Inevitable Conclusion

“I fell into an intense, passionate relationship with a British woman when I returned to San Francisco after cleaning my parent’s home. Not long after meeting we fantasized about marriage, who would live where and when, starting a band, traveling together. Tragedy sometimes has a way of planting your feet solidly in the moment, and you take what is in front of you and throw yourself into it. But after my father died and her visa waiver expired, we found ourselves in different countries and I finally felt the weight of grief. There was no way I could leave the country. She held that against me, and we rode through a painful long­-distance relationship for two years. I always figured that if I could find peace with my dad’s death, I’d move to London in a heartbeat and we’d pick up where we left off. The irony, of course, was that the bliss that defined that first month was long gone after all the back and forth. And at any rate, when I finally told her I was ready to give up my life and move to London for her, she’d met someone else.”


Plain Tendency

“I was nearly done recording the EP when I had decided that I needed to add this one. It wasn’t planned, and I’m sure it frustrated everyone who wanted the record done sooner, but the story would have felt incomplete if I hadn’t. I holed up all alone in my studio for three weeks, working through it with my voice, rewrite after rewrite, through considerable tears. It felt right that the most mournful song would be the barest.

“The inspiration for the song came from watching my father take his last breath at 5:00 a.m., the hospice nurse solemnly informing us that he’d finally reached the end of his suffering. The earth didn’t shake. Time didn’t stand still. We could hear birds faintly chirping outside as they had before. Death doesn’t visit. It’s always present. It just happens. It’s indifferent.

“After I finished recording the song, I only listened to it two or three more times to check the mix and master. I’d be content to never hear it again.”


What A Lovely Bandsaw!

“‘What A Lovely Bandsaw!’ describes the weekend where my family held an estate sale to part with my father’s tools & belongings, so my mother could pay off her liens and put the home on the market. We watched hundreds of acquaintances and strangers rummage through every box, corner and cabinet, while we struggled to put a price on things my mother never thought she’d have to sell: finished works of art, handmade furniture, gouges, chisels, saws, a menagerie of power tools.
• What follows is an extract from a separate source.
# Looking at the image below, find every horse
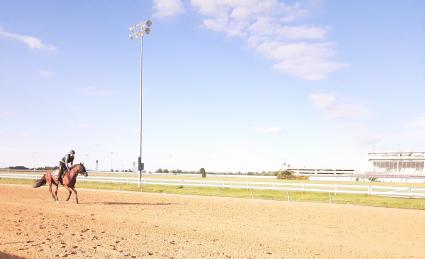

Some we hardly understood how to value, others were important set pieces in my childhood memories.

“My parents never felt like they belonged in Texas and my father likened their mortgage to a prison sentence. They would have been happy to abandon the house and get the hell out of San Antonio for good. In the end, however, it was impossible not to feel overwhelmed as the home quickly disappeared, piece by piece, before we even had a chance to come to terms with everything we’d lost.”